Broken Lizard's last outing, 'Super Troopers', was a genuinely funny movie. It injected a measure of intelligence into juvenile humour, and the result was enjoyable and entertaining movie. This time around the comedy troupe is tackling the horror genre with their spoof/horror movie 'Club Dread'.
The scenic 'Passion Island' is a sex and alcohol driven resort aimed at pleasing a select demographic: Horny teens. It's run by the famous singer Coconut Pete, author of such mega hits as Pina-Colada-Burg. Him and his staff spend a lot of time entertaining and screwing their scantily clad guests. This time around however, things have taken a turn for the worse. A mysterious figure is slowly murdering the staff members one by one. With the phone out, their boats sabotaged, and no way to get off the island, the staff members are desperate to discover which one of their number has a machete addiction. In a perfect world, this would be the cue for copious servings of hilarity and suspense. This not being a perfect world, the movie seems content to just start sucking. In this respect it manages quite admirably.
'Club Dread's biggest problem is that it seems to suffer from a rather severe identity crisis. The movie can't decide if it wants to parody horror flicks, or if it would rather be a horror flick. Instead, it decides to play things down the middle. As one would expect, all this accomplishes is a rather dismal showing in each category.
As far as the parodies go, 'Club Dread' usually aims for a more subtle approach than the Scary Movie franchise. Although the humor is still juvenile, you won't be assaulted with any bodily fluids or sight gags along that line. Most of the jokes are so subtle, the fall flat. The ones that do payoff are really pretty funny, but they're few and far between, not to mention buried in an avalanche of worse jokes. For a few scenes, the movie seems to drop the humorous approach entirely, and it's here where things get confusing.
When the jokes stop the viewer isn't sure what's going on. It's plausible that the humour is so subtle it's nonexistent, or that the movie's actually trying to throw a scare or two at the audience. In the case of the former, that's just shameful. As for the latter, that's even worse. Scenes that are shot with what seems to be a genuine intent to scare the audience are absolutely lifeless and uninspired. You can count on seeing mysterious figures in the woods - as you have hundreds of times before. Maybe this is the point, but 'Club Dread' doesn't attempt to satirize genre flicks, and instead of being amused or scared, more often than not expect to be bored. In an attempt to parody any number of horror cliches, 'Club Dread' just mindlessly adds to them.
The acting is pretty bad all around, but that's to be expected - the script is abysmal, and only the rare piece of witty dialogue manages to break up the monotony. Brittany Daniel is fun to look at, and Director Jay Chandrasekhar does an amusing turn as a rastafarian with an english accent. Bill Paxton probably pulls off the best performance as Coconut Pete, which might even be enjoyable if we weren't forced to hear him sing any number of patently unfunny songs.

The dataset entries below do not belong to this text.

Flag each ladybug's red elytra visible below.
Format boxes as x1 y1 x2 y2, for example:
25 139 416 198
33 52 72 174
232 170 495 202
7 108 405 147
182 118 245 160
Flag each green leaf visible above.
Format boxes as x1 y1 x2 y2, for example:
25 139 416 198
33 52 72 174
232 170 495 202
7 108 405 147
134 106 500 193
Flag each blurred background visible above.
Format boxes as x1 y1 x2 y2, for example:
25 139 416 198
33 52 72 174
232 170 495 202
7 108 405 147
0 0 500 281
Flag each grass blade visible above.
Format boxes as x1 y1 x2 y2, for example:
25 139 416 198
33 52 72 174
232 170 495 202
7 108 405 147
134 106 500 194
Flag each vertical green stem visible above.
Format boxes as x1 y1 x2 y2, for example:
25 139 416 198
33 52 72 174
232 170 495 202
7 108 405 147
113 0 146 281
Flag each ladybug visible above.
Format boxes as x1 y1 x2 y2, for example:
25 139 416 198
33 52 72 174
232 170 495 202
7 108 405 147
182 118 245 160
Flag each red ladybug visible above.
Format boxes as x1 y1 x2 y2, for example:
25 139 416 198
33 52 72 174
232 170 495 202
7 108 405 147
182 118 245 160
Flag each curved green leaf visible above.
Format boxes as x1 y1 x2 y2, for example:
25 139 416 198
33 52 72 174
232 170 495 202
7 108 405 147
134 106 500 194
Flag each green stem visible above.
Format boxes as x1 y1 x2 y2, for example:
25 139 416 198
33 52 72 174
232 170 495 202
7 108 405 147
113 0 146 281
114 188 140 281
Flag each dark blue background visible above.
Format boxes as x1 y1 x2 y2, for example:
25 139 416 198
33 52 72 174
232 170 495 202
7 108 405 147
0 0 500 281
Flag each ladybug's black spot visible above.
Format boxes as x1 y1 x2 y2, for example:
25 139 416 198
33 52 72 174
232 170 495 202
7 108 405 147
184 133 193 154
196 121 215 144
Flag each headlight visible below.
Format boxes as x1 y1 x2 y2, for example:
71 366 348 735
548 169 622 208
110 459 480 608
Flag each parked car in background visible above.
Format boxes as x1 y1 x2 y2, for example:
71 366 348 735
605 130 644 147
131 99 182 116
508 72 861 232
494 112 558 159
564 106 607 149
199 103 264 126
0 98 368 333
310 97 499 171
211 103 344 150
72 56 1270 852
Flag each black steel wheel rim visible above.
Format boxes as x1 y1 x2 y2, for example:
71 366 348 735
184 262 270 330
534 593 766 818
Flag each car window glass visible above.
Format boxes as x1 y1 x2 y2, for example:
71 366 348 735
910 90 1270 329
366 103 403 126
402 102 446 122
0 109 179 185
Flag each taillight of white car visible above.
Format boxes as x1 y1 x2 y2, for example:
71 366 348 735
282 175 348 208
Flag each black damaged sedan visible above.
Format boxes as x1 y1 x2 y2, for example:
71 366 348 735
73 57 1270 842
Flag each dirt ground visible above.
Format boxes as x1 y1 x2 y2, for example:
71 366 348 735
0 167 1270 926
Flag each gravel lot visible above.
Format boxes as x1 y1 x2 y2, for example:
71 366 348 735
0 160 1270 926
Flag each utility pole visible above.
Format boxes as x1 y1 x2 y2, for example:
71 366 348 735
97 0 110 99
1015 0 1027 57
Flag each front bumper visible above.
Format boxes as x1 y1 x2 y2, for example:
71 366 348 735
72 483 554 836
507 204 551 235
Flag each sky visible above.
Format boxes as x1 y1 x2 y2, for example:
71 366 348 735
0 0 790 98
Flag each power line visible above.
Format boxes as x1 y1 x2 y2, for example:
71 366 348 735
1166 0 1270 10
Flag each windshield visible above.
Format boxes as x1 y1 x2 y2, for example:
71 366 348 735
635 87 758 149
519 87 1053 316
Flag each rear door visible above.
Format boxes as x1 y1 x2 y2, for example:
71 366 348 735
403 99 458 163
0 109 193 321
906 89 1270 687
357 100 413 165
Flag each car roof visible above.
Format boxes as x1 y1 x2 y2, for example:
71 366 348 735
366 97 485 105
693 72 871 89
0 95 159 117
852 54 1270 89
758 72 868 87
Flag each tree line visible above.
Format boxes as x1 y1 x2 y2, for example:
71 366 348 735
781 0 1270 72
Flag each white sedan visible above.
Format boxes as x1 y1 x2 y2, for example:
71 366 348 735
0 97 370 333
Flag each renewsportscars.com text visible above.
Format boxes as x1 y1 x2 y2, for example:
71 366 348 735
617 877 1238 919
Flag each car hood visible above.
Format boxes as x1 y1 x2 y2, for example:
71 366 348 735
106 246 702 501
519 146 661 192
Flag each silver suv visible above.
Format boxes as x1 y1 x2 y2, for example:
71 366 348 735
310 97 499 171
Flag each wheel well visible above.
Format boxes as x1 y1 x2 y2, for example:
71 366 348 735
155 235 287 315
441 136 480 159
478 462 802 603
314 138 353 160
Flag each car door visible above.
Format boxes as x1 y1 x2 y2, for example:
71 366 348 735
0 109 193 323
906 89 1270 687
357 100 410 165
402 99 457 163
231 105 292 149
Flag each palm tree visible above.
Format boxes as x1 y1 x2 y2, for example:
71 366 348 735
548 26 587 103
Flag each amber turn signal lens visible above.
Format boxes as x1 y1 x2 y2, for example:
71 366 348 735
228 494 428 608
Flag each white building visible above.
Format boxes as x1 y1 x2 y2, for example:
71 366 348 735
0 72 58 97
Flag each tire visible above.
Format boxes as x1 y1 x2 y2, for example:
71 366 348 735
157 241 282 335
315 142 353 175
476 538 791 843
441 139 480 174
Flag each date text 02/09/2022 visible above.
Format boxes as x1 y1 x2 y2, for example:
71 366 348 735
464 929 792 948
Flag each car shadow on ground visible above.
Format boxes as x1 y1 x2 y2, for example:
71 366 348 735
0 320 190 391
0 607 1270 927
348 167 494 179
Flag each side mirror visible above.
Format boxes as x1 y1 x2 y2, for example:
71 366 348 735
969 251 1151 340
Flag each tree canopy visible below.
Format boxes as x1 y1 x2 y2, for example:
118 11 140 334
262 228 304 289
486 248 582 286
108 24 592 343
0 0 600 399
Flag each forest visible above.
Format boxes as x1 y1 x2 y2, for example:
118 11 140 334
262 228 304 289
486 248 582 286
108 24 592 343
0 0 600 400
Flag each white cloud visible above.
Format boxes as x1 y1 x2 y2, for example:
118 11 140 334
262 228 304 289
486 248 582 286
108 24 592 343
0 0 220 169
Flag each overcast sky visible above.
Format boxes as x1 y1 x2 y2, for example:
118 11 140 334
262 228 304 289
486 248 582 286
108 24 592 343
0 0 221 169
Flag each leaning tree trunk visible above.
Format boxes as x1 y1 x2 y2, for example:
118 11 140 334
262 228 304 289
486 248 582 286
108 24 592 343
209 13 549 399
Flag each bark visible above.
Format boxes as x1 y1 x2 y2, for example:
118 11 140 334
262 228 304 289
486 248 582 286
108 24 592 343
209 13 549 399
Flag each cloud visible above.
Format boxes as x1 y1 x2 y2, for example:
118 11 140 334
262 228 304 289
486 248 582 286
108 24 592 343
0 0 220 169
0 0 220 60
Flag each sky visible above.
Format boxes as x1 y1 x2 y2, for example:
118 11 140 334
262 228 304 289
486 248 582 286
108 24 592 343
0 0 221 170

At the time of this writing, 'Club Dread' has run for a full week in about 1800 theatres, and has managed to amass less than 4 million dollars. Looks like 'Super Trooper's titanic 6 million dollar mark is still the gold standard. It's a pity 'Club Dread' wasn't able to build on the intelligence of the previous outing from Broken Lizard. They field a lot of talent, but it's just wasted in this travesty of cinema.